Find out if there are people in the community that need some help at home pruning or caring for edible trees or bushes and plan a day to help and teach them. And for a random act of kindness, gather some fruit that might be available at some point in your food forest and go drop a bag off at a family in need with a note and directions to the food forest letting them know there is free harvesting and what can be harvest in each month of growth.

My Gramps is also an expert blueberry picker so get elders involved in community food forests to share all their knowledge and skills!
He picks, I taste!

Love-

Are there school groups involved with your community food forest? Maybe those students can either visit the food forest this week or someone visits the classroom and explores with students what they love about nature, about foods, about the food forest or just being outside. This also provides great information for planning future activities or including elements in a design of a food forest. Encourage them to share this information with their parents. And if they don’t really seem to love anything about these topics, arrive ready with cool facts and ideas to share your love of these spaces with them and help it to grow.

How about doing a fundraiser in the community for the food forest and helping people buy meaningful gifts for their loved ones while cutting down on the commercialized products for Valentine’s Day? What could say long-lasting love that bears sweetness and abundance better than planting a fruit tree in the named of a loved one? Consider a fundraiser based on offering different types of fruit trees to be planted with a sign and loving message from the sponsor? The focus could be selecting perennial edible plants that symbolize love, compassion or romance- it is all on how you present the information and want to frame the meaning. (Personally I’d be honored and feel a lot of love if my husband planted/donated a cherry or apple tree in honor of our relationship on Valentine’s Day-wink, wink, hint, hint dear! 🙂 Food forests can contain more than edibles, but those areas should be highly marked so it is clear where non-edibles are. If you live in a climate where perennial flowers could be grown at this time of year, grow them for the pollinators and to maybe offer small bouquets for donations during holidays like Valentine’s or Mother’s Day?

 

Celebration-

I value I have for Valentine’s Day is celebrating important relationships in general- all the people that I have felt blessed to have in my life and that I feel connected to. So it is a great day to just celebrate community- the community that has come together and given love to a space to create a food forest for everyone to enjoy. It could be a great time to bring your community together to think about the social ties that have formed, remind each other what you appreciate about what (time, energy, dedication, friendship, etc.) has been given to the group and the food forest. If you are living in a climate where the food forest might have little tangible goods to offer the public at this time of year- expand what types of goods are offered- maybe make space for a loving-kindness meditation open to the public to join and use the opportunity to explain to people the values of your community and that the food forest is always looking for new volunteers in coming months.
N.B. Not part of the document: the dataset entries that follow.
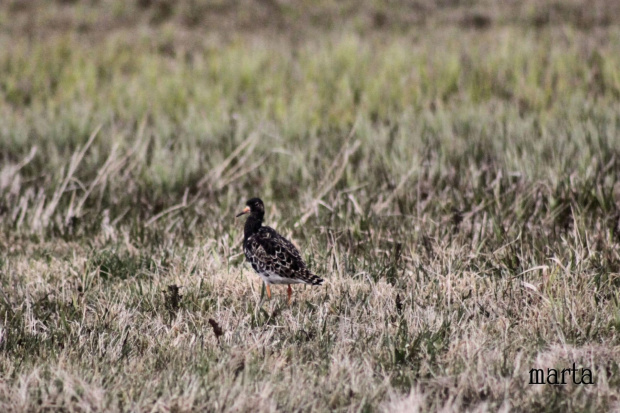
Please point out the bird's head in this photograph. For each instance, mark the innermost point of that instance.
(254, 206)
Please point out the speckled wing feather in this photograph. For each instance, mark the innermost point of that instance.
(271, 253)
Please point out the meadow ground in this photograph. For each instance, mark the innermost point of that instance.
(450, 168)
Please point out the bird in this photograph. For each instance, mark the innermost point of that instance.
(273, 257)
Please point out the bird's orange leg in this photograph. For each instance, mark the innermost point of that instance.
(290, 293)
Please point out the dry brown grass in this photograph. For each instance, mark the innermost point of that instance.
(455, 186)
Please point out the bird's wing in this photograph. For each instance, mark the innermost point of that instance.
(270, 252)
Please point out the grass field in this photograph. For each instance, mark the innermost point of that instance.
(450, 168)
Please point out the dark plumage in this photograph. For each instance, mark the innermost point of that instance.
(272, 256)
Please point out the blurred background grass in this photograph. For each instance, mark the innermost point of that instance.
(411, 145)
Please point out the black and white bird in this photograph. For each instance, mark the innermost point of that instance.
(272, 256)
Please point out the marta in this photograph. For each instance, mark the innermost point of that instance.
(537, 376)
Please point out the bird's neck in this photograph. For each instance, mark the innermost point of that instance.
(252, 225)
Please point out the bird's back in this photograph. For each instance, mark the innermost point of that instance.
(276, 259)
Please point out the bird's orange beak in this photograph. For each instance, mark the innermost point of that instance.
(246, 210)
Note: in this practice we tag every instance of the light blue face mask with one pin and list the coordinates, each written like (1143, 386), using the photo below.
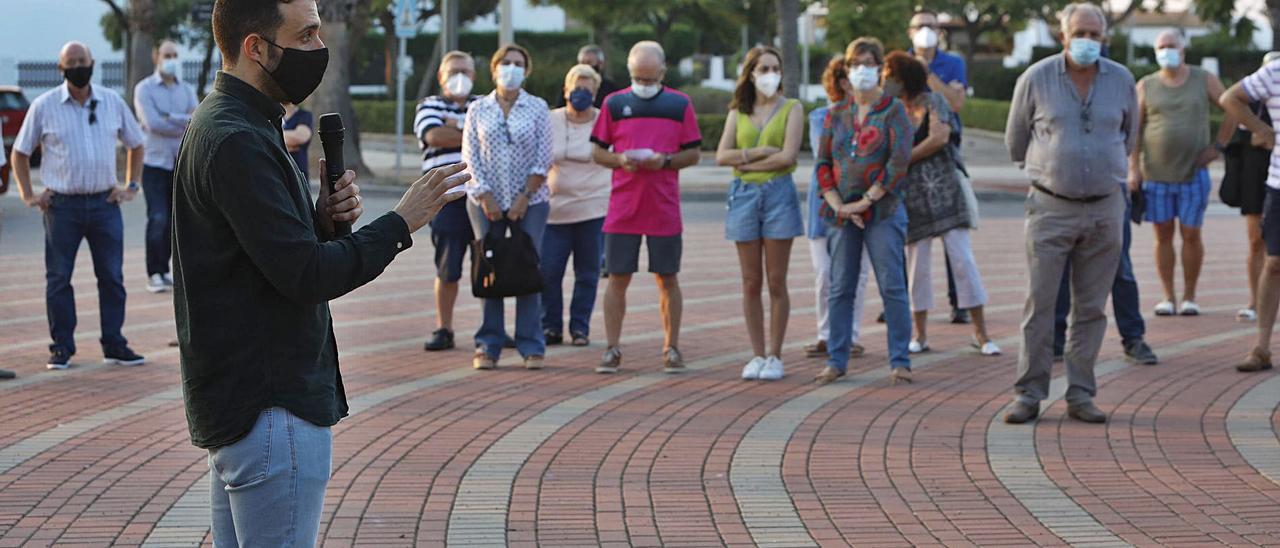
(1169, 58)
(1084, 51)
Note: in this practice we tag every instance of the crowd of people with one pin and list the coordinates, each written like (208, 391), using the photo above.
(595, 177)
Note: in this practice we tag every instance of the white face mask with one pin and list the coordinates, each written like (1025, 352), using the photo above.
(864, 77)
(510, 77)
(644, 91)
(924, 39)
(458, 85)
(1169, 58)
(172, 67)
(768, 83)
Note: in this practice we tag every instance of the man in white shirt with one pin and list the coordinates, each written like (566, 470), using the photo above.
(77, 126)
(164, 103)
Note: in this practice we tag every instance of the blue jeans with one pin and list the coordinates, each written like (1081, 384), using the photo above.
(72, 218)
(584, 241)
(1124, 296)
(885, 241)
(158, 190)
(268, 488)
(492, 334)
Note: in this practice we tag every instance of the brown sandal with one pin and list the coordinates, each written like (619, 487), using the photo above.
(1258, 360)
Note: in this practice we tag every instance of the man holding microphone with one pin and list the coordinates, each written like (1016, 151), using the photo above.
(255, 265)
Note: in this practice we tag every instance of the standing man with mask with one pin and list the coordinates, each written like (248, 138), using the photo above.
(255, 264)
(438, 126)
(1072, 126)
(1170, 165)
(77, 124)
(164, 103)
(645, 135)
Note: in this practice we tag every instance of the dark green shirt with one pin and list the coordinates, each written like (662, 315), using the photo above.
(252, 273)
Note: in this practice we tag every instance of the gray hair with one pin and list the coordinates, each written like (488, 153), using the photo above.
(590, 49)
(647, 48)
(1176, 33)
(1069, 12)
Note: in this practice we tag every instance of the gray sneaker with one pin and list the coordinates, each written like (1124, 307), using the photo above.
(611, 362)
(672, 361)
(1138, 352)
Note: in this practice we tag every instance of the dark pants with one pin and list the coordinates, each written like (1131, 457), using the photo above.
(1124, 297)
(72, 218)
(158, 190)
(584, 241)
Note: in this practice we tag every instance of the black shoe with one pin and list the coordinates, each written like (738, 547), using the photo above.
(1141, 354)
(440, 339)
(1022, 412)
(122, 356)
(1087, 412)
(59, 361)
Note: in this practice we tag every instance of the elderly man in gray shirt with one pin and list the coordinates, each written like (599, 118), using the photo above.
(1072, 127)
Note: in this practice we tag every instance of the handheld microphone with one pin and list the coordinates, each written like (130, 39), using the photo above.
(332, 136)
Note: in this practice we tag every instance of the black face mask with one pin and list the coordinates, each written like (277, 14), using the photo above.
(298, 72)
(78, 76)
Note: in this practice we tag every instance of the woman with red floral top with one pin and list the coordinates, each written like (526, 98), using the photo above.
(863, 159)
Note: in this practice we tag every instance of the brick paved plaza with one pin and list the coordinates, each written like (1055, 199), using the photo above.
(437, 452)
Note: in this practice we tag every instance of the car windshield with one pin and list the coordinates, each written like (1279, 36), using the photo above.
(10, 100)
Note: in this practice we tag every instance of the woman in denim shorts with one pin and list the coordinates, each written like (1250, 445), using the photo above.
(760, 141)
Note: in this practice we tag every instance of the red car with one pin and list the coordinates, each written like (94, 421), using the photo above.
(13, 112)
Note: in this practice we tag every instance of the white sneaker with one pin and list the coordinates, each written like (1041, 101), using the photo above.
(772, 369)
(156, 284)
(753, 368)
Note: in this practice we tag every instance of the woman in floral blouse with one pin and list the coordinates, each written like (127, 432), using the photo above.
(863, 158)
(507, 142)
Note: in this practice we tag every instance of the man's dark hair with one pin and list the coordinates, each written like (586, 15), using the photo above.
(234, 19)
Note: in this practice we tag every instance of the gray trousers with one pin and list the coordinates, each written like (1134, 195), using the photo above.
(1089, 234)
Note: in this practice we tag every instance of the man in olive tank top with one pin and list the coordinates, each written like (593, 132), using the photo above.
(1170, 165)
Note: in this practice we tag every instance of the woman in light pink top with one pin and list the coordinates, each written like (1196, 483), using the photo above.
(580, 196)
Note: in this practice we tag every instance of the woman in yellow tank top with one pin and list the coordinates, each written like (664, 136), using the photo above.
(760, 141)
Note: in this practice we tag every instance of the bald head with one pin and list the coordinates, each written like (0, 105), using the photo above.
(74, 54)
(647, 62)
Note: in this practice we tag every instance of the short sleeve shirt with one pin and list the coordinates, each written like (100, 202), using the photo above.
(1264, 86)
(647, 201)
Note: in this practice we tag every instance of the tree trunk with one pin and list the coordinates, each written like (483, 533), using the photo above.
(334, 91)
(789, 33)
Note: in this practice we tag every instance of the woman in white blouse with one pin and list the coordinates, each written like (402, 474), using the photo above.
(507, 144)
(580, 196)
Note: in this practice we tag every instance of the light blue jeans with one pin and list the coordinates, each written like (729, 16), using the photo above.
(529, 309)
(885, 240)
(268, 488)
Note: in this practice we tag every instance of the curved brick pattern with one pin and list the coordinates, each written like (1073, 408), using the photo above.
(437, 453)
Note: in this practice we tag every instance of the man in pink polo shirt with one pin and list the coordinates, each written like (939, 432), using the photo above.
(645, 133)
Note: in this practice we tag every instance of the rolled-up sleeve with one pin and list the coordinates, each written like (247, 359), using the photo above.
(1018, 127)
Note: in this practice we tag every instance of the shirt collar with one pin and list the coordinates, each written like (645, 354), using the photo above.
(65, 92)
(254, 97)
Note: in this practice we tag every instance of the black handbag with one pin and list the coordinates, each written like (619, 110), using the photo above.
(504, 263)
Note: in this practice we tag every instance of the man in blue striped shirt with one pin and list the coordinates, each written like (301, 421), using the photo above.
(438, 126)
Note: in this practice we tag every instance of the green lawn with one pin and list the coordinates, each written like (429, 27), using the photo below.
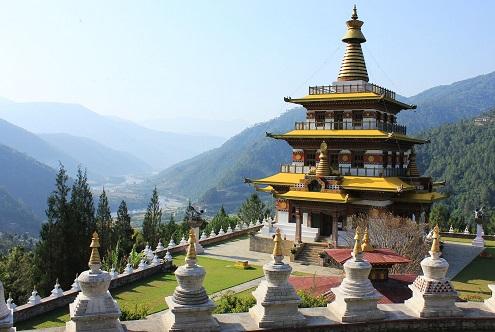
(472, 282)
(220, 274)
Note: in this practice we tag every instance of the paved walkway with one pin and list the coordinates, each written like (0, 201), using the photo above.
(239, 250)
(459, 255)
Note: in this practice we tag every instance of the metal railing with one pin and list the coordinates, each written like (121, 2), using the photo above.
(350, 88)
(351, 125)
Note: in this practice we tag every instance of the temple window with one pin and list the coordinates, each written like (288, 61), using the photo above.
(358, 159)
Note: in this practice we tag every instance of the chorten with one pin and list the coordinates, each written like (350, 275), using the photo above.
(6, 313)
(190, 308)
(356, 299)
(276, 299)
(433, 294)
(94, 309)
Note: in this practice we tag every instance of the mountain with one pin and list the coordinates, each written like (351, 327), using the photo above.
(15, 217)
(97, 157)
(157, 148)
(216, 177)
(26, 142)
(450, 103)
(26, 180)
(463, 155)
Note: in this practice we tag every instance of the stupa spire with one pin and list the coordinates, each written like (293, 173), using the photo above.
(353, 65)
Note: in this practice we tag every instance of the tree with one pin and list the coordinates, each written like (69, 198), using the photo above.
(50, 253)
(123, 230)
(152, 220)
(104, 224)
(253, 209)
(17, 273)
(439, 215)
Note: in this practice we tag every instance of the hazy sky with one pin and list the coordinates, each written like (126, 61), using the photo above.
(142, 60)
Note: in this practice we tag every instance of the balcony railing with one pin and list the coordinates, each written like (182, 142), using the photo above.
(351, 125)
(350, 88)
(346, 170)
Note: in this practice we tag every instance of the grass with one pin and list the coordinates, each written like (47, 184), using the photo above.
(220, 274)
(472, 282)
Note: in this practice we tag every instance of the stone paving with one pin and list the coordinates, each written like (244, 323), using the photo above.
(459, 255)
(239, 250)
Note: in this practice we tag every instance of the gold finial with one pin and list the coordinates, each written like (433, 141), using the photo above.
(323, 169)
(94, 259)
(366, 245)
(277, 249)
(354, 13)
(357, 243)
(191, 250)
(435, 245)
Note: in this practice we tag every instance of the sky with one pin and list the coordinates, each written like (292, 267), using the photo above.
(228, 63)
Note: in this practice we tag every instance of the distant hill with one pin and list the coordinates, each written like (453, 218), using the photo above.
(26, 180)
(450, 103)
(158, 149)
(215, 177)
(463, 154)
(15, 217)
(97, 157)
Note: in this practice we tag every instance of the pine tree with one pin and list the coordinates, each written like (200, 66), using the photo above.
(152, 220)
(50, 254)
(104, 224)
(253, 209)
(123, 230)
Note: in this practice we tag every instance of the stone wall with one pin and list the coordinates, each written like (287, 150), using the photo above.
(265, 244)
(27, 311)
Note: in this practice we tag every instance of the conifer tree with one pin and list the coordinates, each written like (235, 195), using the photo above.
(152, 220)
(123, 230)
(104, 224)
(50, 254)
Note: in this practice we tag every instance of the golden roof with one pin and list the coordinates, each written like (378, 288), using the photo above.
(353, 65)
(341, 134)
(331, 197)
(427, 197)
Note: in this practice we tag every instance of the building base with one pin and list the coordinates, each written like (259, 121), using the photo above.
(189, 318)
(277, 307)
(351, 309)
(433, 305)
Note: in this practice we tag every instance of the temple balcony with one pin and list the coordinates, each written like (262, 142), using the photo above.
(351, 125)
(351, 88)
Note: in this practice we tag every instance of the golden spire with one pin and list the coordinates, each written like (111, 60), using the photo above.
(323, 168)
(353, 65)
(277, 249)
(191, 250)
(366, 245)
(94, 260)
(357, 244)
(435, 245)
In summary, help make your community food forest fertile ground for the values that your community holds important. I hope this gives you some ideas on how to think outside-the-box for celebrating in February and using the community food forest in constructive ways to create positive change where you live!

Plant Symbols: Rosemary is for remembrance- Plant a perennial rosemary to remember a loved one.
Plant Symbols: Chamomile is for patience- Plant some perennial chamomile because love is patient, love is kind!